Families arriving at the northern camp of Aliama without men are forced to explain their absence and prove they are not jihadist fighters, even by providing certificates if they are no longer alive.

Kurdish officials are desperate to avoid taking any chances, especially after a bomb attack on a convoy of Kurdish peshmerga forces killed four of them.

"We know that refugees did that," says General Halgord Mulla Ali, a peshmerga spokesman in the autonomous Iraqi region of Kurdistan, without elaborating.

Jihadist fighters from the Sunni-led Islamic State group launched an offensive on Iraq on June 9 and soon took over much of the country's Sunni heartland, after capturing chunks of eastern Syria.

Their advance has sparked an exodus of refugees, including hundreds of wives and children of IS jihadist fighters, into Kurdistan.

"Here 99 percent of the families are Sunni Arabs," says Taleb al-Dalawi, who runs the Aliama camp on the outskirts of the city of Khanaqin, northeast of Baghdad and close to the border with Iran.

The refugee centre is home to 1,745 families, including 150 unaccompanied by husbands or fathers.

In order to gain access, the refugees must provide camp officials with the Iraqi "family book" -- a government-issued document that serves as an identity card listing the names of the spouses and those of their children.

"If a woman arrives without a husband, we ask her to give us proof of where he is located, and if she claims he is dead we demand a death certificate," says Dalawi.

The Kurdish authorities leave no stones unturned as they investigate the men, engaging security services from across various regions.

Women found to have provided unsatisfactory details on the whereabouts of their husbands are thrown out of the camp, and usually end up squatting at construction sites.

But many choose to quit the camp -- also known as Ayden -- by themselves to avoid having to make excuses under the relentless questioning.

According to Dalawi, this happens when "the husband orders his wife to immediately leave the camp".

- Searching for weapons -

Currently, there are around one million Arabs displaced in Kurdistan, according to the peshmerga.

"Among them there are, obviously, good people.

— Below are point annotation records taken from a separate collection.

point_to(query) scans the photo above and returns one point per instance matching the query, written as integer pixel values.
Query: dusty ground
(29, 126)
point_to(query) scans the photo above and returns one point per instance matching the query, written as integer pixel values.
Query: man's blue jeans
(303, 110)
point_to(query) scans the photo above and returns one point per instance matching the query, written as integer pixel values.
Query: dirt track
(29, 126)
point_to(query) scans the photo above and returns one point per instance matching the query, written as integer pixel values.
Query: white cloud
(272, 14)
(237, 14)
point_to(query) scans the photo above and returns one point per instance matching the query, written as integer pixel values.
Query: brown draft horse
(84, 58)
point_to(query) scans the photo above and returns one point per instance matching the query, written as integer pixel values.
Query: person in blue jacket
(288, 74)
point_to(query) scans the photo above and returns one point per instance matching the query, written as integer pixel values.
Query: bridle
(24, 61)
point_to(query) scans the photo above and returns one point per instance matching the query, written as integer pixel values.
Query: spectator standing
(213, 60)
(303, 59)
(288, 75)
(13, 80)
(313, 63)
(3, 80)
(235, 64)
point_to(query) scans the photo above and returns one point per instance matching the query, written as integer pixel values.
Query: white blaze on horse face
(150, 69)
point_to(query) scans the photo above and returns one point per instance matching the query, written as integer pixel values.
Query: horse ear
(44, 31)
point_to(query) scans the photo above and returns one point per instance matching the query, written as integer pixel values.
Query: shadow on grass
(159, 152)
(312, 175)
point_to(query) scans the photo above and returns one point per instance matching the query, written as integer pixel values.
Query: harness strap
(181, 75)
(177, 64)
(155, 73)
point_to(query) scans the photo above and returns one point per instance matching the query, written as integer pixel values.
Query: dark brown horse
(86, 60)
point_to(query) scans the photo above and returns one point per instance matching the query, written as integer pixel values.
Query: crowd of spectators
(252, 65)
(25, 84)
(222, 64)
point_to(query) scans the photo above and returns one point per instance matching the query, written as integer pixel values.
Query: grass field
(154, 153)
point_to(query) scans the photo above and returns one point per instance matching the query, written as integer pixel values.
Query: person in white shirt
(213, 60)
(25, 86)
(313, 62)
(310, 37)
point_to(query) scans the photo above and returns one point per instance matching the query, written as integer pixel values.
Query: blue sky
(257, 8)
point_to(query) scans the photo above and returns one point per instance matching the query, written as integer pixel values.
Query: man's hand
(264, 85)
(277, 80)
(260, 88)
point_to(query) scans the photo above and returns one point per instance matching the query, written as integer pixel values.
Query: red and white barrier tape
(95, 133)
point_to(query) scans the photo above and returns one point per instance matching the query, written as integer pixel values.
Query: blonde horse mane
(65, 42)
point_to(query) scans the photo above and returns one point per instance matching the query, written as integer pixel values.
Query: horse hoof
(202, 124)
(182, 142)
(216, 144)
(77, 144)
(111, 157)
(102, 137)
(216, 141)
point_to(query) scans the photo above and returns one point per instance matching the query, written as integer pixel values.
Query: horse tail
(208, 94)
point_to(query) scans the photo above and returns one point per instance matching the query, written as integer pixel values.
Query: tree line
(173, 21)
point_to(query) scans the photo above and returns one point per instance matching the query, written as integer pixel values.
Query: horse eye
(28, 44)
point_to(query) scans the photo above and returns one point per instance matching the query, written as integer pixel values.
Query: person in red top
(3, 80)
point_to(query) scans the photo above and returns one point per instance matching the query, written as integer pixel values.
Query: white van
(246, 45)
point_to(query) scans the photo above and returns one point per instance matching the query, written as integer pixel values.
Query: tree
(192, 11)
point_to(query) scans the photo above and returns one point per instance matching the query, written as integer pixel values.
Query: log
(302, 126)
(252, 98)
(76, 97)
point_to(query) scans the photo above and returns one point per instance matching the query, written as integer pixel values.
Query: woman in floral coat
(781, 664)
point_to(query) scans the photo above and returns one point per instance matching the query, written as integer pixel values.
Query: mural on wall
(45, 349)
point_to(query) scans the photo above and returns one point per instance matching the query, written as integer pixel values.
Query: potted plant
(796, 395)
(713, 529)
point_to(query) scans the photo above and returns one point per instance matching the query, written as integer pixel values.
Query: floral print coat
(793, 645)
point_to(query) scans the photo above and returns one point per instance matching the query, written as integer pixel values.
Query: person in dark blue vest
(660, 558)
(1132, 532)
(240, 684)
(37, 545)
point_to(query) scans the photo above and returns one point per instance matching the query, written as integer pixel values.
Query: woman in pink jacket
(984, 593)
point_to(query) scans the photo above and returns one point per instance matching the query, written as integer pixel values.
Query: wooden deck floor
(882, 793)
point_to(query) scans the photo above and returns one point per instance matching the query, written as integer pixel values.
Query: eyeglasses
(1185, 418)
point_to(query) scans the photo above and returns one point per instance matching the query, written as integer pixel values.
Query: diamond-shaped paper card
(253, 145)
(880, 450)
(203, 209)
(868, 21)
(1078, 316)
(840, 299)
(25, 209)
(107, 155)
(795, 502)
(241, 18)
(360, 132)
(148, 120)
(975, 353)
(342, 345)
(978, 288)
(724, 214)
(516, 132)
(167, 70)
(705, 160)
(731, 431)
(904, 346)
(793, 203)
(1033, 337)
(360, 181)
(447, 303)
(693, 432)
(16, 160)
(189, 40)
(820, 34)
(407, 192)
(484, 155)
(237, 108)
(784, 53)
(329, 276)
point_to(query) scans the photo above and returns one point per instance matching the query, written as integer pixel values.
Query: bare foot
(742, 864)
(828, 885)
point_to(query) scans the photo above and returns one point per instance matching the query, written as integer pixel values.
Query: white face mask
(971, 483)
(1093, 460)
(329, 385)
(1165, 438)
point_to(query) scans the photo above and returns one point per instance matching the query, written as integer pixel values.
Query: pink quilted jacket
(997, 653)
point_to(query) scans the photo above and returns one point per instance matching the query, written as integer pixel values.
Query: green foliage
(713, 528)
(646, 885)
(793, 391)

But there are also some who cooperate with the Islamic State," says Mulla Ali.

Iraqi government forces folded when the IS jihadists swept across five provinces, prompting the peshmerga to go on the offensive, backed by US-led air strikes and international weapons shipments.

While the peshmerga engaged the IS in deadly fighting on several fronts, Kurdish authorities have built their own defences.

Determined not to leave anything to chance, they also carry out searches of refugee tents in addition to the strict identity checks they run on them when they first arrive.

The searches are conducted by the asayesh, a Kurdish intelligence security outfit, and are meant to ensure the refugees are not hiding any weapons or explosives.

According to peshmerga Colonel Ali Abdullah, some searches have proven positive and weapons were found hidden by women whose husbands are IS members.

Security is also very tight in an annex of the Aliama camp, home to 150 families who have fled sectors of the province of Diyala overrun by the jihadists.

Families who arrived without a husband were turned away.

"If the man is not with his family and he is not dead, that can only mean that he is fighting in IS ranks," says Souar Ismail Hussein, who runs the annex.